Вот Бродский говаривал, что «он живет на исходе века со скверным привкусом во рту». Но при этом, правда, добавлял: «Это понятно: рту уже за пятьдесят». Мне уже за шестьдесят. Мой привкус со временем становится значительно хуже. Но… может быть, потому, что я был всегда нонконформистски заряжен, у меня было внутреннее презрение к искусству официоза… Я был свободен. Внутренне свободен! Всегда!

— Можно вопрос вставить?

— Я что-то разгорячился.

— Вы всегда на меня производили впечатление непотопляемого авианосца с очень здоровым цветом лица. Скажите, а вы когда-нибудь по-настоящему имели бледный вид? Так, что — упал и думал: не подняться?

— Многократно. У меня в жизни было несколько страшных ударов судьбы. Гибель жены. Я был на гастролях, а Галя возвращалась от своей мамы, с ее дня рождения. На них ночью налетел пьяный. От удара у нее — она сидела на заднем сиденье — получился перелом шейных позвонков.

Страшнейший удар — закрытие студии «Наш дом». Я оказался безработным, нигде не упоминалось мое имя. Товстоногов протянул мне руку, и в семьдесят третьем году я поставил «Бедную Лизу» в БДТ. И он же, Товстоногов, нанес удар, когда отобрал у меня «Историю лошади» — спектакль, над которым я работал восемь месяцев. Я до сих пор не могу прийти в себя. Но рассказывать об этом не буду. Секретов нет, просто слишком долго и подробно нужно объяснять. Нужно анализировать этику того времени, чтобы понять этику нашего. Третий жуткий удар — когда мне, как и всем, «перекрыли кислород» за участие в альманахе «Метрополь».

— Марк Григорьевич, а вы умеете держать удар?

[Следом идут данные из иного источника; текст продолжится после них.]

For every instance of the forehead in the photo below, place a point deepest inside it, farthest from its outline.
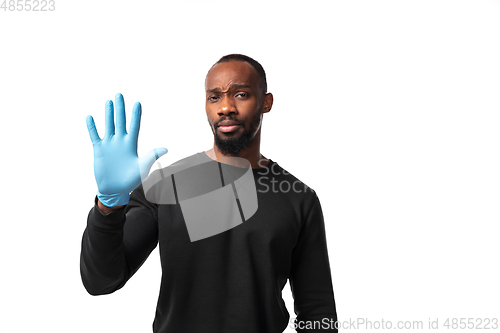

— Вот Арбузов называл меня ванькой-встанькой. О моей ваньковстаньковости лучше судить со стороны. Я отнюдь не храбрюсь, просто у меня перед глазами пример моего отца, который восемнадцать лет пробыл в сталинских лагерях. А моя фамилия Розовский — это фамилия отчима.

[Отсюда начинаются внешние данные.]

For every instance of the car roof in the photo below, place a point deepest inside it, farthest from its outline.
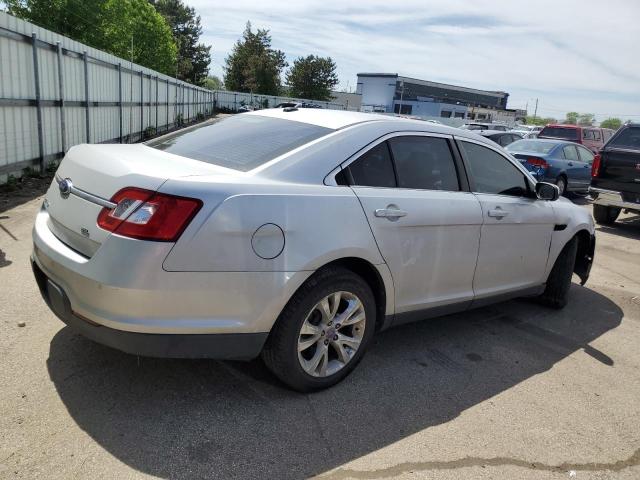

— А как звучала греческая фамилия вашей мамы?

— Котопулло, Лидия Котопулло, а папина — Шлиндман, и я — Марк Семенович Шлиндман до официального усыновления. Поэтому мой сын — Семен, назван в честь отца. Мать была типичная гречанка, типичная Пенелопа — она ждала отца из всех лагерей. А у отца в Сибири появилась женщина, которая, по сути, спасла его. И мать со своей греческой прямотой не простила его. У того же Бродского есть стихи с театральным названием «Представление» Они вот как заканчиваются:

Это кошка. Это мышка.

Это лагерь. Это вышка.

Это время тихой сапой

Убивает маму с папой.

— В кого же у вас такой темперамент необузданный?

— Я не могу сказать, что я необуздан. Я типичный представитель штурмового батальона. Если не штурмую, у меня удовольствия нет. Директор клуба МГУ давал нам три дня на выпуск спектакля — большого, зрелищного, костюмного. В пятницу я приступал. Потом ночная репетиция, весь день субботы я не спал. Вечером прогон. Если надо — ночью. Утром в понедельник я приходил из клуба на первую пару и ложился спать на лекции. Это называлось выпустить спектакль. В Ленинграде в параллель с «Историей лошади» сделал гигантскую рок-оперу «Орфей и Эвридика». До трех я работал в БДТ, а с четырех до одиннадцати репетировал «Орфея». Сейчас бы так не смог.

— Вас, должно быть, любят женщины. Они обожают «штурмовиков».

— Не жалуюсь.

— Врут или нет, что главный столичный штурмовик женится с периодичностью раз в десять лет?

— Ну, почему в десять? В тринадцать. С первой женой мы прожили чертову дюжину лет. Со второй, Галей, тоже тринадцать, но вот случилось несчастье. Были промежутки житейские и бури. Заставали меня. Но откуда такие слухи? Откуда информация?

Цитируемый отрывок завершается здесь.